Whatever the King commands I shall do, even were I
to march into the fire, whatever happens, and without
fear or respect for any person I mean to remain the
same man to the end—Durate;—and
I have a head that is hard enough when I do undertake
any thing—’nec animism despondeo’.”
Here, certainly, was significant foreshadowing of the
general wrath to come, and it was therefore of less
consequence that the portraits painted by him of Berghen,
Horn, Montigny, and others, were so rarely relieved
by the more flattering tints which he occasionally
mingled with the sombre coloring of his other pictures.

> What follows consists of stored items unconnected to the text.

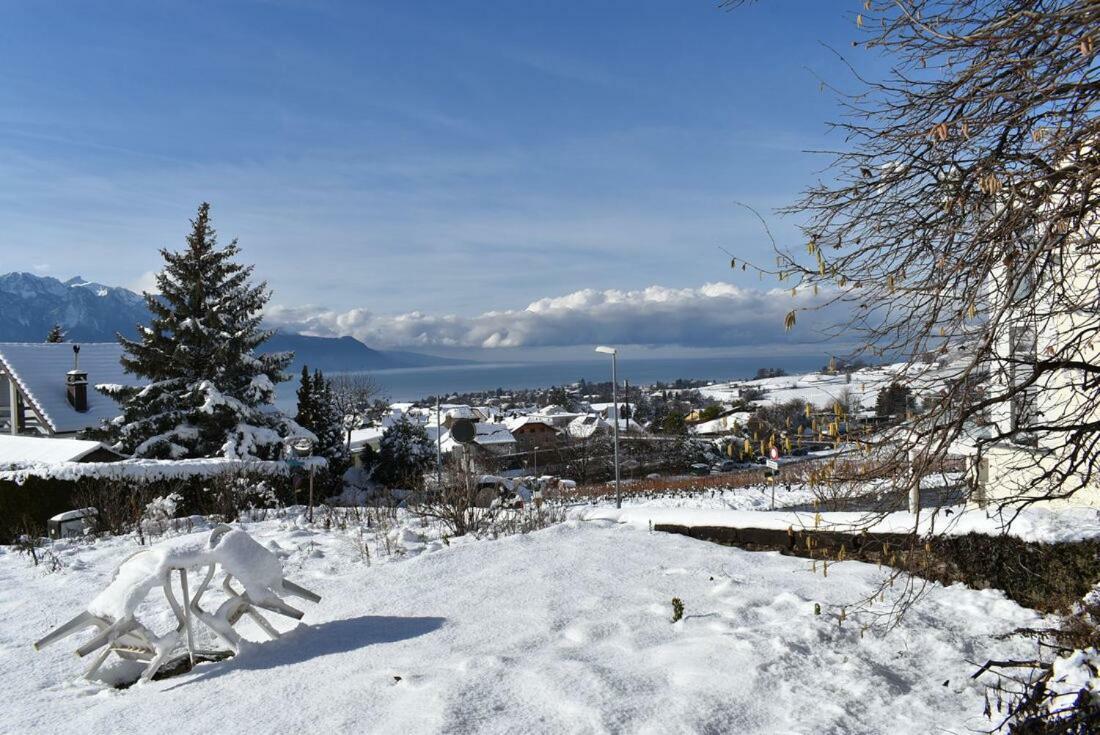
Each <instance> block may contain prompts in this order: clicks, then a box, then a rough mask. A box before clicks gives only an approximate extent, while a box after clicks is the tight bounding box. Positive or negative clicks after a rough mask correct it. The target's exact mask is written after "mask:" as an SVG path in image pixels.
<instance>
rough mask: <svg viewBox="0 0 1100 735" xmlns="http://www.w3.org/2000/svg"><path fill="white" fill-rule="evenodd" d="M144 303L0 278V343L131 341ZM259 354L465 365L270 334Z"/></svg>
mask: <svg viewBox="0 0 1100 735" xmlns="http://www.w3.org/2000/svg"><path fill="white" fill-rule="evenodd" d="M149 321H150V314H149V309H146V308H145V299H144V298H143V297H142V296H141V295H140V294H135V293H134V292H132V290H130V289H129V288H122V287H119V286H105V285H102V284H98V283H91V282H89V281H85V279H84V278H81V277H80V276H76V277H74V278H69V279H68V281H59V279H57V278H54V277H51V276H40V275H34V274H33V273H7V274H2V275H0V342H42V341H44V340H45V339H46V333H47V332H48V331H50V328H51V327H53V326H54V325H55V323H59V325H61V326H62V329H64V330H65V333H66V336H67V339H68V340H69V341H74V342H113V341H114V339H116V333H119V332H120V333H122V334H124V336H127V337H133V336H135V334H136V332H138V325H142V323H149ZM261 351H263V352H288V351H293V352H294V353H295V360H294V366H295V369H299V370H300V366H301V365H303V364H306V365H309V366H310V368H312V369H317V370H321V371H324V372H337V371H355V370H387V369H393V368H427V366H438V365H452V364H467V363H470V362H472V361H470V360H452V359H448V358H438V356H436V355H430V354H421V353H417V352H398V351H395V352H387V351H384V350H374V349H371V348H368V347H367V345H365V344H363V343H362V342H360V341H359V340H356V339H354V338H352V337H308V336H306V334H294V333H282V332H279V333H276V334H275V336H274V337H272V338H271V339H270V340H268V341H267V342H266V343H265V344H264V345H263V347H262V348H261Z"/></svg>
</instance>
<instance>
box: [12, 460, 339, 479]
mask: <svg viewBox="0 0 1100 735" xmlns="http://www.w3.org/2000/svg"><path fill="white" fill-rule="evenodd" d="M311 465H316V467H319V468H320V467H323V465H324V459H323V458H319V457H312V458H309V459H307V460H303V467H306V468H308V467H311ZM290 470H292V468H290V465H289V464H287V463H286V462H283V461H263V460H233V459H190V460H125V461H122V462H58V463H54V464H25V465H10V467H8V468H4V469H0V481H8V482H14V483H17V484H22V483H23V482H25V481H26V480H27V478H40V479H43V480H62V481H68V482H74V481H77V480H84V479H96V480H117V481H120V482H158V481H162V480H187V479H193V478H213V476H219V475H226V474H241V473H249V474H257V475H271V476H286V475H288V474H289V473H290Z"/></svg>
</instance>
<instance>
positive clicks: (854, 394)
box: [700, 354, 966, 409]
mask: <svg viewBox="0 0 1100 735" xmlns="http://www.w3.org/2000/svg"><path fill="white" fill-rule="evenodd" d="M964 364H966V363H965V360H964V359H963V358H960V356H958V355H955V354H953V355H948V356H947V358H946V359H945V360H943V361H942V362H937V363H928V364H912V365H911V364H906V363H895V364H889V365H880V366H875V368H861V369H859V370H857V371H855V372H853V373H850V374H845V373H837V374H829V373H806V374H803V375H783V376H780V377H763V379H759V380H753V381H731V382H729V383H716V384H714V385H708V386H706V387H702V388H700V393H701V394H703V395H704V396H706V397H708V398H713V399H715V401H722V402H730V401H734V399H736V398H737V397H738V396H739V395H740V392H741V391H745V390H747V388H750V390H759V391H762V392H763V397H762V398H761V399H760V401H758V402H757V403H758V404H761V405H780V404H783V403H787V402H788V401H794V399H796V401H800V402H803V403H812V404H814V405H815V406H817V407H818V408H826V407H829V406H832V405H833V404H834V403H835V402H837V401H839V399H842V398H844V397H845V396H848V397H849V398H850V399H851V401H853V403H855V404H856V405H857V406H859V407H861V408H864V409H873V408H875V401H876V398H877V397H878V395H879V391H881V390H882V388H884V387H887V386H888V385H890V383H892V382H894V381H897V380H900V379H901V377H904V380H905V383H906V384H908V385H910V386H911V387H912V388H913V390H914V392H915V393H917V394H919V395H920V394H922V393H927V392H934V391H936V390H938V388H939V387H941V385H942V384H943V382H944V381H945V380H946V379H948V377H950V376H953V375H955V374H957V372H958V370H959V368H960V366H961V365H964Z"/></svg>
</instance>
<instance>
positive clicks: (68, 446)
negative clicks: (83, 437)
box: [0, 435, 121, 465]
mask: <svg viewBox="0 0 1100 735" xmlns="http://www.w3.org/2000/svg"><path fill="white" fill-rule="evenodd" d="M97 449H103V450H107V451H110V450H108V449H107V448H106V447H103V445H101V443H99V442H98V441H86V440H84V439H47V438H45V437H13V436H11V435H0V465H9V464H56V463H57V462H77V461H79V460H81V459H84V458H85V457H87V456H88V454H90V453H92V452H94V451H96V450H97ZM120 459H121V458H120Z"/></svg>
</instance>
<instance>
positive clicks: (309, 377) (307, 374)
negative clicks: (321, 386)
mask: <svg viewBox="0 0 1100 735" xmlns="http://www.w3.org/2000/svg"><path fill="white" fill-rule="evenodd" d="M294 420H295V421H297V423H298V425H299V426H303V427H305V428H307V429H310V430H312V428H311V427H312V426H313V425H315V424H316V420H317V396H316V394H315V391H313V377H312V375H310V374H309V368H308V366H307V365H303V366H301V377H300V379H299V381H298V414H297V415H296V416H295V417H294Z"/></svg>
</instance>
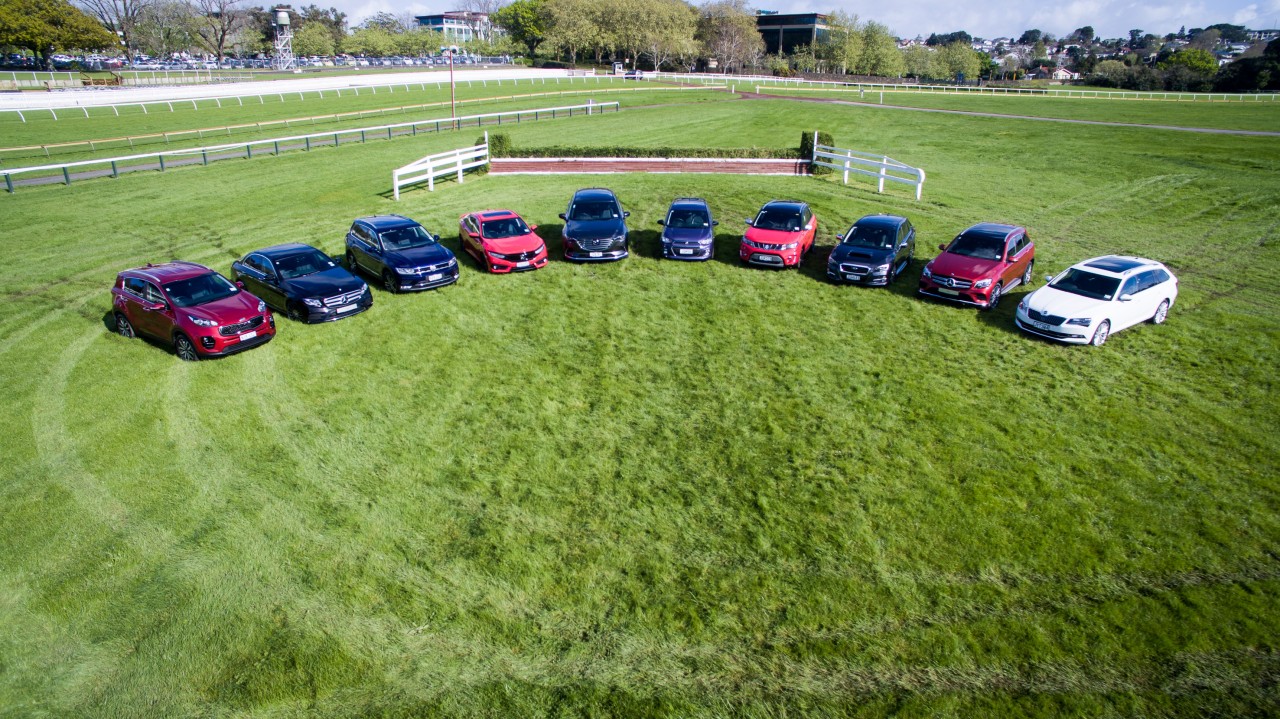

Especially with regard to Count Egmont, his conduct
was somewhat perplexing and, at first sight, almost
inscrutable. That nobleman had been most violent
in opposition to his course, had drawn a dagger upon
him, had frequently covered him with personal abuse,
and had crowned his offensive conduct by the invention
of the memorable fool’s-cap: livery.
Yet the Cardinal usually spoke of him with pity and
gentle consideration, described him as really well
disposed in the main, as misled by others, as a “friend
of smoke,” who might easily be gained by flattery
and bribery. When there was question of the Count’s
going to Madrid, the Cardinal renewed his compliments
with additional expression of eagerness that they should
be communicated to their object. Whence all this
Christian meekness in the author of the Ban against
Orange and the eulogist of Alva? The true explanation
of this endurance on the part of the Cardinal lies
in the estimate which he had formed of Egmont’s
character. Granvelle had taken the man’s
measure, and even he could not foresee the unparalleled
cruelty and dulness which were eventually to characterize
Philip’s conduct towards him. On the contrary,
there was every reason why the Cardinal should see
in the Count a personage whom brilliant services, illustrious
rank, and powerful connexions, had marked for a prosperous
future. It was even currently asserted that Philip
was about to create him Governor-General of the Netherlands,
in order to detach him entirely from Orange, and to
bind him more closely to the Crown. He was, therefore,
a man to be forgiven. Nothing apparently but
a suspicion of heresy could damage the prospects of
the great noble, and Egmont was orthodox beyond all
peradventure. He was even a bigot in the Catholic
faith. He had privately told the Duchess of Parma
that he had always been desirous of seeing the edicts
thoroughly enforced; and he denounced as enemies all
those persons who charged him with ever having been
in favor of mitigating the System. He was reported,
to be sure, at about the time of Granvelle’s
departure from the Netherlands, to have said “post
pocula, that the quarrel was not with the Cardinal,
but with the King, who was administering the public
affairs very badly, even in the matter of religion.”